By IANS,
London : Syria has said the ambassadors of several Western countries, including the US, Britain, France and Turkey, were “personae non gratae” or unwelcome in the country, a week after governments around the world expelled its top diplomats, BBC reported Tuesday.
Syrian President Bashar al-Assad has blamed “foreign meddling” for division in the country.
Last week, at least 13 countries expelled Syrian diplomats protesting a massacre of more than 100 people, including 49 children, in Houla area of Homs province. Turkey expelled all Syrian embassy staff.
In what it described as a “reciprocal move” Tuesday, Syria announced that 17 diplomats from Britain, the US, Switzerland, France, Italy, Spain, Belgium, Bulgaria, Germany and Canada were now considered “personae non gratae”.
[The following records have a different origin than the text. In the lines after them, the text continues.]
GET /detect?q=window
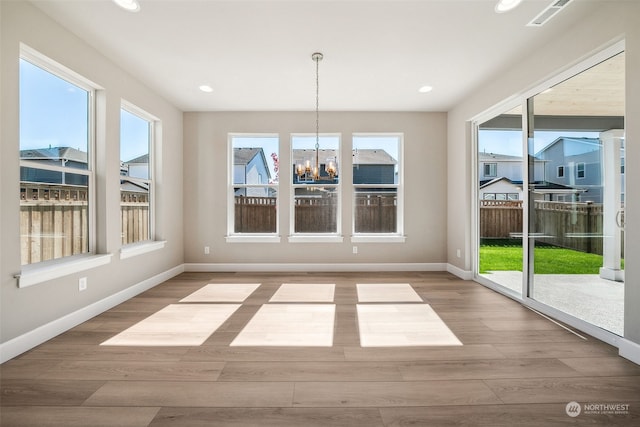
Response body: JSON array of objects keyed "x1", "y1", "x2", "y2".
[
  {"x1": 291, "y1": 134, "x2": 340, "y2": 234},
  {"x1": 230, "y1": 135, "x2": 279, "y2": 234},
  {"x1": 352, "y1": 134, "x2": 402, "y2": 234},
  {"x1": 19, "y1": 52, "x2": 94, "y2": 265},
  {"x1": 576, "y1": 162, "x2": 586, "y2": 179},
  {"x1": 484, "y1": 163, "x2": 497, "y2": 177},
  {"x1": 557, "y1": 165, "x2": 565, "y2": 178},
  {"x1": 120, "y1": 104, "x2": 154, "y2": 245}
]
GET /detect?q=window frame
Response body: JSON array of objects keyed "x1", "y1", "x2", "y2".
[
  {"x1": 351, "y1": 133, "x2": 405, "y2": 241},
  {"x1": 19, "y1": 46, "x2": 97, "y2": 265},
  {"x1": 289, "y1": 133, "x2": 342, "y2": 243},
  {"x1": 576, "y1": 162, "x2": 586, "y2": 179},
  {"x1": 226, "y1": 133, "x2": 281, "y2": 243},
  {"x1": 557, "y1": 165, "x2": 565, "y2": 178},
  {"x1": 119, "y1": 101, "x2": 159, "y2": 252},
  {"x1": 16, "y1": 45, "x2": 114, "y2": 287}
]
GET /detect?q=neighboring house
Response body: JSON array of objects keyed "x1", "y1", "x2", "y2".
[
  {"x1": 535, "y1": 137, "x2": 618, "y2": 203},
  {"x1": 20, "y1": 146, "x2": 88, "y2": 185},
  {"x1": 352, "y1": 148, "x2": 397, "y2": 184},
  {"x1": 479, "y1": 177, "x2": 522, "y2": 201},
  {"x1": 122, "y1": 154, "x2": 149, "y2": 179},
  {"x1": 478, "y1": 152, "x2": 523, "y2": 183},
  {"x1": 234, "y1": 147, "x2": 272, "y2": 197}
]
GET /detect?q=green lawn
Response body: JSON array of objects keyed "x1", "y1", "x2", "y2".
[{"x1": 480, "y1": 241, "x2": 623, "y2": 274}]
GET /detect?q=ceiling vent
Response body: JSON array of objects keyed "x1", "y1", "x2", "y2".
[{"x1": 527, "y1": 0, "x2": 574, "y2": 27}]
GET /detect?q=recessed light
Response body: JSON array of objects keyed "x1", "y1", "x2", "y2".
[
  {"x1": 199, "y1": 85, "x2": 213, "y2": 93},
  {"x1": 495, "y1": 0, "x2": 522, "y2": 13},
  {"x1": 113, "y1": 0, "x2": 140, "y2": 12},
  {"x1": 418, "y1": 85, "x2": 433, "y2": 93}
]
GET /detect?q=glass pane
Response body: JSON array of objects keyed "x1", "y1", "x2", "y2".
[
  {"x1": 528, "y1": 52, "x2": 625, "y2": 335},
  {"x1": 120, "y1": 109, "x2": 150, "y2": 179},
  {"x1": 292, "y1": 135, "x2": 339, "y2": 184},
  {"x1": 354, "y1": 189, "x2": 397, "y2": 233},
  {"x1": 234, "y1": 188, "x2": 278, "y2": 233},
  {"x1": 20, "y1": 169, "x2": 89, "y2": 265},
  {"x1": 20, "y1": 59, "x2": 89, "y2": 170},
  {"x1": 352, "y1": 136, "x2": 399, "y2": 184},
  {"x1": 120, "y1": 108, "x2": 151, "y2": 244},
  {"x1": 232, "y1": 136, "x2": 279, "y2": 185},
  {"x1": 294, "y1": 187, "x2": 337, "y2": 233},
  {"x1": 477, "y1": 108, "x2": 524, "y2": 297}
]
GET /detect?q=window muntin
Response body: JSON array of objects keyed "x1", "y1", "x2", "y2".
[
  {"x1": 353, "y1": 134, "x2": 402, "y2": 234},
  {"x1": 19, "y1": 54, "x2": 94, "y2": 265},
  {"x1": 291, "y1": 135, "x2": 340, "y2": 234},
  {"x1": 230, "y1": 135, "x2": 279, "y2": 234},
  {"x1": 120, "y1": 105, "x2": 153, "y2": 245}
]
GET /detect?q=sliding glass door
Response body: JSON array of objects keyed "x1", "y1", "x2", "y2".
[
  {"x1": 477, "y1": 107, "x2": 524, "y2": 297},
  {"x1": 527, "y1": 52, "x2": 625, "y2": 335},
  {"x1": 475, "y1": 47, "x2": 625, "y2": 338}
]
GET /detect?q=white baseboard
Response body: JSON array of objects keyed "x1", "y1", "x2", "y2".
[
  {"x1": 446, "y1": 263, "x2": 473, "y2": 280},
  {"x1": 619, "y1": 338, "x2": 640, "y2": 366},
  {"x1": 0, "y1": 264, "x2": 184, "y2": 363},
  {"x1": 184, "y1": 262, "x2": 447, "y2": 273}
]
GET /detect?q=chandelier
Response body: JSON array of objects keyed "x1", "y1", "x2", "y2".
[{"x1": 296, "y1": 52, "x2": 337, "y2": 181}]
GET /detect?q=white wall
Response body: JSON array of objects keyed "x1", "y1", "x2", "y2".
[
  {"x1": 447, "y1": 2, "x2": 640, "y2": 349},
  {"x1": 183, "y1": 111, "x2": 447, "y2": 267},
  {"x1": 0, "y1": 2, "x2": 184, "y2": 348}
]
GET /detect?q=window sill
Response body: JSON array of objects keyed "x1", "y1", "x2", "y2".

All Turkish diplomatic staff were also declared unwelcome.
“The Syrian Arab Republic still believes in the importance of dialogue based on principles of equality and mutual respect,” a foreign ministry statement said.
“We hope the countries that initiated these steps will adopt those principles, which would allow relations to return to normal again,” it said.
Many Western states have already withdrawn their ambassadors on security grounds or for political reasons.
US ambassador Robert Ford was called back to Washington in October last year over fears for his safety, while all British embassy staff were withdrawn in March. France also closed its embassy that month in protest at the “scandalous” repression of dissent by the government.